Claudia Barrionuevo [email protected] | Lunes 24 mayo, 2010



Todos eran mis hijos


Cuando mis hijas entraron a prekinder, empecé a relacionarme con un montón de pequeñas personitas: sus amigos y amigas.
Al principio había que acompañarlas a las fiestas de cumpleaños, y aunque fui a pocas, conocí a todas las madres. Podíamos parecernos poco o nada que siempre teníamos algo importantísimo en común: nuestros hijos.
A medida que los pequeños crecieron sobre todo después de la graduación de sexto grado las mamás nos frecuentamos menos. Sin embargo la relación con los chicos se ha fortalecido porque los vemos más seguido en nuestras casas o en nuestros vehículos cuando somos las encargadas del transporte y las conversaciones con ellos son más interesantes.
Es un placer darse cuenta que 11 años después la divertida pizpireta, el simpático conversador, la dulce enamoradiza, el atarantado hiperactivo o la seria aplicada, siguen siendo los mismos. Uno se los imagina dentro de unos años igualitos y quiere verlos, crecer, enamorarse, ver cumplidos sus sueños, convertirse en profesionales, madres, padres…
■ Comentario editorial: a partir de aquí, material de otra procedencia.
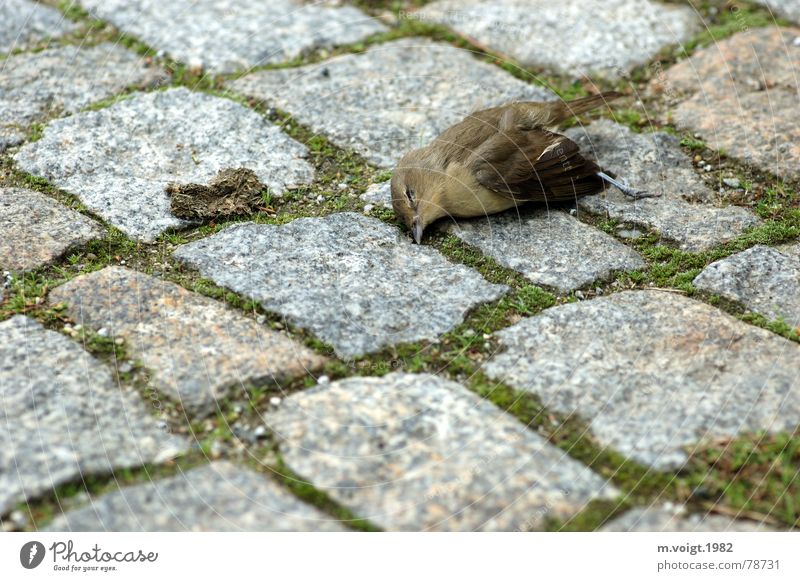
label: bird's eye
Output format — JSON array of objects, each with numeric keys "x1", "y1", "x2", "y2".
[{"x1": 405, "y1": 187, "x2": 415, "y2": 205}]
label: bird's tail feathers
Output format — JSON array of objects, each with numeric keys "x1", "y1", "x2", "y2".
[{"x1": 550, "y1": 91, "x2": 623, "y2": 124}]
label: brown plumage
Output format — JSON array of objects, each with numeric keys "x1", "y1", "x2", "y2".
[{"x1": 391, "y1": 91, "x2": 652, "y2": 243}]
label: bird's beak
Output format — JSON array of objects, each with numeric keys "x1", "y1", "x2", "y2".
[{"x1": 411, "y1": 216, "x2": 424, "y2": 244}]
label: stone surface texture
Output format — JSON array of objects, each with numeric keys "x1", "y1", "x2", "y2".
[
  {"x1": 754, "y1": 1, "x2": 800, "y2": 23},
  {"x1": 601, "y1": 506, "x2": 775, "y2": 532},
  {"x1": 14, "y1": 88, "x2": 314, "y2": 241},
  {"x1": 174, "y1": 213, "x2": 507, "y2": 358},
  {"x1": 230, "y1": 38, "x2": 553, "y2": 168},
  {"x1": 485, "y1": 290, "x2": 800, "y2": 470},
  {"x1": 79, "y1": 0, "x2": 386, "y2": 74},
  {"x1": 566, "y1": 120, "x2": 760, "y2": 251},
  {"x1": 0, "y1": 0, "x2": 77, "y2": 54},
  {"x1": 0, "y1": 187, "x2": 103, "y2": 271},
  {"x1": 651, "y1": 27, "x2": 800, "y2": 179},
  {"x1": 48, "y1": 266, "x2": 325, "y2": 416},
  {"x1": 1, "y1": 43, "x2": 165, "y2": 151},
  {"x1": 693, "y1": 245, "x2": 800, "y2": 325},
  {"x1": 419, "y1": 0, "x2": 700, "y2": 79},
  {"x1": 46, "y1": 462, "x2": 347, "y2": 531},
  {"x1": 360, "y1": 180, "x2": 393, "y2": 209},
  {"x1": 446, "y1": 210, "x2": 645, "y2": 292},
  {"x1": 0, "y1": 315, "x2": 186, "y2": 516},
  {"x1": 267, "y1": 373, "x2": 617, "y2": 531}
]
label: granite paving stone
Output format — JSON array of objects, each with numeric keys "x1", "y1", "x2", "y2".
[
  {"x1": 650, "y1": 27, "x2": 800, "y2": 180},
  {"x1": 0, "y1": 187, "x2": 103, "y2": 272},
  {"x1": 79, "y1": 0, "x2": 386, "y2": 74},
  {"x1": 48, "y1": 266, "x2": 325, "y2": 416},
  {"x1": 46, "y1": 461, "x2": 347, "y2": 531},
  {"x1": 754, "y1": 1, "x2": 800, "y2": 23},
  {"x1": 418, "y1": 0, "x2": 700, "y2": 80},
  {"x1": 230, "y1": 38, "x2": 553, "y2": 168},
  {"x1": 601, "y1": 505, "x2": 775, "y2": 531},
  {"x1": 267, "y1": 372, "x2": 618, "y2": 531},
  {"x1": 446, "y1": 210, "x2": 645, "y2": 293},
  {"x1": 779, "y1": 241, "x2": 800, "y2": 259},
  {"x1": 1, "y1": 43, "x2": 166, "y2": 151},
  {"x1": 484, "y1": 290, "x2": 800, "y2": 470},
  {"x1": 14, "y1": 88, "x2": 314, "y2": 241},
  {"x1": 0, "y1": 0, "x2": 77, "y2": 54},
  {"x1": 174, "y1": 213, "x2": 507, "y2": 358},
  {"x1": 566, "y1": 120, "x2": 760, "y2": 251},
  {"x1": 693, "y1": 245, "x2": 800, "y2": 325},
  {"x1": 0, "y1": 315, "x2": 187, "y2": 516},
  {"x1": 360, "y1": 180, "x2": 393, "y2": 210}
]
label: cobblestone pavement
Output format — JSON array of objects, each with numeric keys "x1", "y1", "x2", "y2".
[{"x1": 1, "y1": 0, "x2": 798, "y2": 532}]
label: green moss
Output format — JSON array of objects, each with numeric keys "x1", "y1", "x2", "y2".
[
  {"x1": 685, "y1": 431, "x2": 800, "y2": 528},
  {"x1": 269, "y1": 458, "x2": 382, "y2": 531},
  {"x1": 681, "y1": 3, "x2": 785, "y2": 55},
  {"x1": 680, "y1": 135, "x2": 707, "y2": 151}
]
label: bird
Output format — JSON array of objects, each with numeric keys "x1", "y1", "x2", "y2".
[{"x1": 391, "y1": 91, "x2": 655, "y2": 244}]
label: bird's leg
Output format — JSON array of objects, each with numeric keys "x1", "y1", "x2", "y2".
[{"x1": 596, "y1": 171, "x2": 660, "y2": 199}]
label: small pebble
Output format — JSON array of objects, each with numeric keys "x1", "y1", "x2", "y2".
[
  {"x1": 210, "y1": 441, "x2": 223, "y2": 458},
  {"x1": 118, "y1": 361, "x2": 133, "y2": 374},
  {"x1": 722, "y1": 177, "x2": 740, "y2": 188},
  {"x1": 9, "y1": 510, "x2": 27, "y2": 528},
  {"x1": 114, "y1": 337, "x2": 124, "y2": 345},
  {"x1": 97, "y1": 327, "x2": 109, "y2": 337},
  {"x1": 253, "y1": 425, "x2": 267, "y2": 439},
  {"x1": 463, "y1": 329, "x2": 476, "y2": 337},
  {"x1": 794, "y1": 36, "x2": 800, "y2": 47},
  {"x1": 256, "y1": 315, "x2": 267, "y2": 324},
  {"x1": 704, "y1": 165, "x2": 712, "y2": 172},
  {"x1": 318, "y1": 375, "x2": 330, "y2": 384},
  {"x1": 363, "y1": 203, "x2": 374, "y2": 213},
  {"x1": 574, "y1": 290, "x2": 585, "y2": 299},
  {"x1": 269, "y1": 396, "x2": 282, "y2": 407},
  {"x1": 338, "y1": 182, "x2": 348, "y2": 190},
  {"x1": 316, "y1": 195, "x2": 324, "y2": 202}
]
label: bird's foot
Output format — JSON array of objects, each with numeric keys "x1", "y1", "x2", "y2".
[{"x1": 597, "y1": 171, "x2": 660, "y2": 199}]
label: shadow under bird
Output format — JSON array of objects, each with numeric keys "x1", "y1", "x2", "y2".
[{"x1": 391, "y1": 91, "x2": 656, "y2": 244}]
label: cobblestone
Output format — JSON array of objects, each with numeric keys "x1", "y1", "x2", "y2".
[
  {"x1": 267, "y1": 373, "x2": 617, "y2": 531},
  {"x1": 0, "y1": 187, "x2": 103, "y2": 271},
  {"x1": 651, "y1": 27, "x2": 800, "y2": 180},
  {"x1": 485, "y1": 290, "x2": 800, "y2": 470},
  {"x1": 0, "y1": 0, "x2": 76, "y2": 54},
  {"x1": 566, "y1": 121, "x2": 760, "y2": 252},
  {"x1": 446, "y1": 210, "x2": 645, "y2": 292},
  {"x1": 46, "y1": 462, "x2": 347, "y2": 531},
  {"x1": 0, "y1": 315, "x2": 186, "y2": 516},
  {"x1": 230, "y1": 38, "x2": 553, "y2": 168},
  {"x1": 1, "y1": 43, "x2": 165, "y2": 151},
  {"x1": 174, "y1": 213, "x2": 507, "y2": 358},
  {"x1": 14, "y1": 88, "x2": 313, "y2": 241},
  {"x1": 79, "y1": 0, "x2": 386, "y2": 74},
  {"x1": 694, "y1": 245, "x2": 800, "y2": 325},
  {"x1": 419, "y1": 0, "x2": 699, "y2": 79},
  {"x1": 48, "y1": 267, "x2": 325, "y2": 416}
]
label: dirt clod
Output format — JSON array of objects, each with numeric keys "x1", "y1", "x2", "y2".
[{"x1": 166, "y1": 167, "x2": 264, "y2": 220}]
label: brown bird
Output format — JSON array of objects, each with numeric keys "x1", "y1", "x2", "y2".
[{"x1": 391, "y1": 91, "x2": 654, "y2": 243}]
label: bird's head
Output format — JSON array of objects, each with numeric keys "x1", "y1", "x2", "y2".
[{"x1": 391, "y1": 149, "x2": 447, "y2": 244}]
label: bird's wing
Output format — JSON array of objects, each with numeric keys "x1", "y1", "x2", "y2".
[{"x1": 468, "y1": 119, "x2": 604, "y2": 202}]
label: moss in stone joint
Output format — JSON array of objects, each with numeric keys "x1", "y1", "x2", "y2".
[{"x1": 267, "y1": 457, "x2": 383, "y2": 532}]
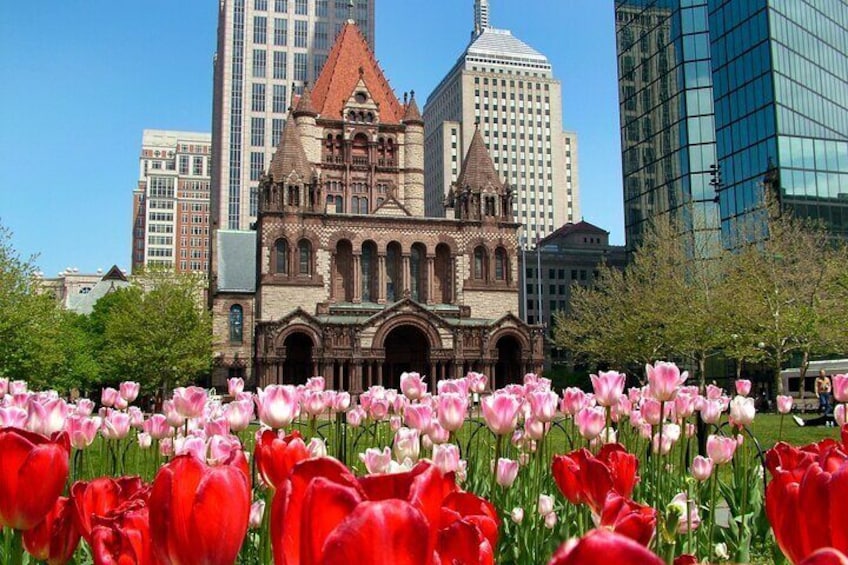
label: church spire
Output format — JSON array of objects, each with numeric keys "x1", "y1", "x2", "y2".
[{"x1": 473, "y1": 0, "x2": 489, "y2": 37}]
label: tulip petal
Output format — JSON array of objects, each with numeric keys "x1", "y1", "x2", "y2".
[
  {"x1": 548, "y1": 529, "x2": 663, "y2": 565},
  {"x1": 437, "y1": 520, "x2": 494, "y2": 565},
  {"x1": 300, "y1": 477, "x2": 362, "y2": 564},
  {"x1": 319, "y1": 500, "x2": 431, "y2": 565}
]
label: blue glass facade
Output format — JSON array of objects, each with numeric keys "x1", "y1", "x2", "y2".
[
  {"x1": 617, "y1": 0, "x2": 848, "y2": 248},
  {"x1": 615, "y1": 0, "x2": 722, "y2": 255},
  {"x1": 710, "y1": 0, "x2": 848, "y2": 238}
]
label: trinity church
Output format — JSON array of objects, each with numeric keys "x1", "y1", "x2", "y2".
[{"x1": 210, "y1": 20, "x2": 544, "y2": 393}]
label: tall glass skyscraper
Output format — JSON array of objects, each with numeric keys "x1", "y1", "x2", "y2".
[
  {"x1": 615, "y1": 0, "x2": 848, "y2": 251},
  {"x1": 710, "y1": 0, "x2": 848, "y2": 240}
]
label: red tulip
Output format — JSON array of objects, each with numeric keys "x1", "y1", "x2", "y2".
[
  {"x1": 437, "y1": 520, "x2": 494, "y2": 565},
  {"x1": 766, "y1": 439, "x2": 848, "y2": 563},
  {"x1": 800, "y1": 548, "x2": 848, "y2": 565},
  {"x1": 548, "y1": 529, "x2": 663, "y2": 565},
  {"x1": 22, "y1": 496, "x2": 81, "y2": 565},
  {"x1": 149, "y1": 451, "x2": 251, "y2": 565},
  {"x1": 90, "y1": 502, "x2": 159, "y2": 565},
  {"x1": 71, "y1": 476, "x2": 147, "y2": 543},
  {"x1": 598, "y1": 493, "x2": 656, "y2": 547},
  {"x1": 551, "y1": 444, "x2": 639, "y2": 514},
  {"x1": 0, "y1": 427, "x2": 70, "y2": 530},
  {"x1": 673, "y1": 555, "x2": 698, "y2": 565},
  {"x1": 255, "y1": 428, "x2": 310, "y2": 489}
]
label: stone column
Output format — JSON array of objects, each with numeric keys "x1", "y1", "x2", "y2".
[
  {"x1": 377, "y1": 363, "x2": 383, "y2": 387},
  {"x1": 352, "y1": 361, "x2": 363, "y2": 394},
  {"x1": 426, "y1": 256, "x2": 435, "y2": 304},
  {"x1": 402, "y1": 255, "x2": 411, "y2": 295},
  {"x1": 377, "y1": 254, "x2": 387, "y2": 304},
  {"x1": 429, "y1": 362, "x2": 437, "y2": 394},
  {"x1": 353, "y1": 255, "x2": 362, "y2": 303}
]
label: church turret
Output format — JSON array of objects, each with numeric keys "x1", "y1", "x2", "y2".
[
  {"x1": 402, "y1": 91, "x2": 425, "y2": 216},
  {"x1": 452, "y1": 125, "x2": 512, "y2": 222},
  {"x1": 293, "y1": 85, "x2": 321, "y2": 163},
  {"x1": 263, "y1": 113, "x2": 320, "y2": 214}
]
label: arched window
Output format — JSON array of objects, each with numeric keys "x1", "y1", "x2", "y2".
[
  {"x1": 274, "y1": 238, "x2": 289, "y2": 274},
  {"x1": 229, "y1": 305, "x2": 243, "y2": 343},
  {"x1": 410, "y1": 244, "x2": 422, "y2": 301},
  {"x1": 298, "y1": 239, "x2": 311, "y2": 275},
  {"x1": 435, "y1": 244, "x2": 452, "y2": 304},
  {"x1": 361, "y1": 241, "x2": 377, "y2": 302},
  {"x1": 473, "y1": 246, "x2": 488, "y2": 280},
  {"x1": 335, "y1": 240, "x2": 354, "y2": 301},
  {"x1": 495, "y1": 247, "x2": 507, "y2": 281},
  {"x1": 359, "y1": 197, "x2": 368, "y2": 214},
  {"x1": 386, "y1": 242, "x2": 401, "y2": 301}
]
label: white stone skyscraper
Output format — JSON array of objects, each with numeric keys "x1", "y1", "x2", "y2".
[
  {"x1": 424, "y1": 1, "x2": 579, "y2": 240},
  {"x1": 211, "y1": 0, "x2": 375, "y2": 232}
]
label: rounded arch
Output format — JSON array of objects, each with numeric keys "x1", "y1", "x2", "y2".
[
  {"x1": 361, "y1": 240, "x2": 378, "y2": 302},
  {"x1": 373, "y1": 315, "x2": 443, "y2": 351},
  {"x1": 334, "y1": 239, "x2": 354, "y2": 301},
  {"x1": 494, "y1": 246, "x2": 509, "y2": 282},
  {"x1": 296, "y1": 238, "x2": 313, "y2": 276},
  {"x1": 273, "y1": 323, "x2": 322, "y2": 351},
  {"x1": 486, "y1": 327, "x2": 532, "y2": 354},
  {"x1": 385, "y1": 240, "x2": 402, "y2": 302},
  {"x1": 381, "y1": 324, "x2": 431, "y2": 391},
  {"x1": 410, "y1": 242, "x2": 427, "y2": 302},
  {"x1": 282, "y1": 331, "x2": 314, "y2": 386},
  {"x1": 472, "y1": 244, "x2": 489, "y2": 281},
  {"x1": 273, "y1": 238, "x2": 290, "y2": 275},
  {"x1": 435, "y1": 234, "x2": 460, "y2": 255},
  {"x1": 493, "y1": 334, "x2": 523, "y2": 389}
]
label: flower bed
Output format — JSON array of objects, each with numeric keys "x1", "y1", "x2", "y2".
[{"x1": 0, "y1": 367, "x2": 846, "y2": 564}]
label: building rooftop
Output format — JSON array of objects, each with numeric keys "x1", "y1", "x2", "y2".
[{"x1": 466, "y1": 28, "x2": 550, "y2": 66}]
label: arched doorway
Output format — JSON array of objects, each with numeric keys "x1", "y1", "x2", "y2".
[
  {"x1": 383, "y1": 325, "x2": 430, "y2": 390},
  {"x1": 283, "y1": 332, "x2": 313, "y2": 386},
  {"x1": 495, "y1": 335, "x2": 522, "y2": 389}
]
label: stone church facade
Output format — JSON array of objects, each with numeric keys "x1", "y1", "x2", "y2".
[{"x1": 210, "y1": 21, "x2": 544, "y2": 393}]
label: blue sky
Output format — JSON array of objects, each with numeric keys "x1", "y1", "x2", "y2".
[{"x1": 0, "y1": 1, "x2": 622, "y2": 277}]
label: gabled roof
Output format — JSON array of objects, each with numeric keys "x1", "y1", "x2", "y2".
[
  {"x1": 539, "y1": 221, "x2": 609, "y2": 245},
  {"x1": 455, "y1": 126, "x2": 503, "y2": 192},
  {"x1": 269, "y1": 114, "x2": 312, "y2": 182},
  {"x1": 372, "y1": 194, "x2": 411, "y2": 217},
  {"x1": 310, "y1": 22, "x2": 403, "y2": 123}
]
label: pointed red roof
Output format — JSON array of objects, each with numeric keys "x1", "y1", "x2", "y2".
[
  {"x1": 310, "y1": 22, "x2": 403, "y2": 123},
  {"x1": 456, "y1": 126, "x2": 502, "y2": 192}
]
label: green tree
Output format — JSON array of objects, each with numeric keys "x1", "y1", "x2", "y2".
[{"x1": 96, "y1": 269, "x2": 212, "y2": 394}]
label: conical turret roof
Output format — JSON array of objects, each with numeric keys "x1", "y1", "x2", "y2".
[
  {"x1": 402, "y1": 94, "x2": 423, "y2": 125},
  {"x1": 456, "y1": 126, "x2": 502, "y2": 192},
  {"x1": 293, "y1": 85, "x2": 317, "y2": 117},
  {"x1": 269, "y1": 115, "x2": 312, "y2": 182}
]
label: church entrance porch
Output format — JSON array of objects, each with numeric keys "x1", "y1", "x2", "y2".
[
  {"x1": 495, "y1": 335, "x2": 523, "y2": 389},
  {"x1": 283, "y1": 332, "x2": 314, "y2": 386},
  {"x1": 382, "y1": 324, "x2": 430, "y2": 390}
]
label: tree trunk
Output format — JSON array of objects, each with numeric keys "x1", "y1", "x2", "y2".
[
  {"x1": 698, "y1": 353, "x2": 706, "y2": 392},
  {"x1": 798, "y1": 350, "x2": 810, "y2": 413},
  {"x1": 774, "y1": 365, "x2": 784, "y2": 397}
]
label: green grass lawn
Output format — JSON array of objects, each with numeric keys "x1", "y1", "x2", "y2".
[{"x1": 749, "y1": 412, "x2": 842, "y2": 450}]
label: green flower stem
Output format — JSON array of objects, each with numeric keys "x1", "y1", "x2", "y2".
[
  {"x1": 9, "y1": 529, "x2": 23, "y2": 565},
  {"x1": 708, "y1": 470, "x2": 719, "y2": 563}
]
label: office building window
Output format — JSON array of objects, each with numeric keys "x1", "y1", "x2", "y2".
[
  {"x1": 252, "y1": 49, "x2": 266, "y2": 78},
  {"x1": 273, "y1": 18, "x2": 287, "y2": 46},
  {"x1": 250, "y1": 186, "x2": 259, "y2": 217},
  {"x1": 193, "y1": 156, "x2": 203, "y2": 176},
  {"x1": 272, "y1": 84, "x2": 287, "y2": 113},
  {"x1": 272, "y1": 51, "x2": 286, "y2": 79},
  {"x1": 294, "y1": 53, "x2": 307, "y2": 81},
  {"x1": 274, "y1": 0, "x2": 287, "y2": 11},
  {"x1": 255, "y1": 0, "x2": 267, "y2": 9},
  {"x1": 179, "y1": 156, "x2": 189, "y2": 175},
  {"x1": 313, "y1": 54, "x2": 326, "y2": 80},
  {"x1": 250, "y1": 152, "x2": 265, "y2": 181},
  {"x1": 295, "y1": 0, "x2": 307, "y2": 15},
  {"x1": 314, "y1": 21, "x2": 329, "y2": 50},
  {"x1": 252, "y1": 83, "x2": 266, "y2": 112},
  {"x1": 251, "y1": 117, "x2": 265, "y2": 146},
  {"x1": 253, "y1": 16, "x2": 267, "y2": 44},
  {"x1": 315, "y1": 0, "x2": 328, "y2": 17},
  {"x1": 272, "y1": 118, "x2": 284, "y2": 146},
  {"x1": 294, "y1": 20, "x2": 307, "y2": 48}
]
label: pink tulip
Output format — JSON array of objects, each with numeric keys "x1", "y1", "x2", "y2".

Y si un día un fatídico día nos enteramos que uno de ellos se ha ido para siempre de esta vida, sentimos un dolor que martillea sin cesar el corazón.
El domingo 16 de mayo, exactamente dos meses después de cumplir 15 años, una de las amigas de mis hijas, la dulce Bea aceptó la irrevocable sentencia del destino. Una sentencia injusta, inexplicable y absurda que no acepta apelaciones.
El ballet clásico y su herencia genética la habían transformado en una adolescente bella, alta y espigada. Para mí siempre se caracterizó por su dulzura, su tranquilidad, su suavidad. Alumna aplicada y amiga de todos, sus rasgos semiorientales le daban un aire exótico.
Saber que ya no estará más me ha provocado una tristeza infinita; sentimiento que compartimos todos los que acompañamos a su familia en la vela, el funeral, el cementerio.
Vi a los adolescentes desconsolados y pensé que todos eran mis hijos. Las madres nos abrazamos llorando diciéndonos unas a otras que Beatriz era también hija nuestra.
Difícil encontrar qué decir para mitigar el dolor desconsolado de sus padres, Franco y Helga, y de su hermanita Camila. Sigo buscando palabras de alivio.
En el cementerio los chicos alrededor del féretro cantaron, lloraron y volvieron a cantar llorando. Todos llevaban en sus manos globos inflados con helio. A la cuenta de tres los soltaron.
Mientras veía elevarse hacia el cielo más de un centenar de globos de colores muchos morados, que era su color favorito— pensé que Beatriz se iba pero también se quedaba. Su imagen quedará detenida en el tiempo; durante el resto de la vida de los que la conocimos, Beatriz tendrá 15 años. Será eternamente bella.
Los globos desaparecieron en el infinito. Beatriz no, todavía esta aquí. Para siempre.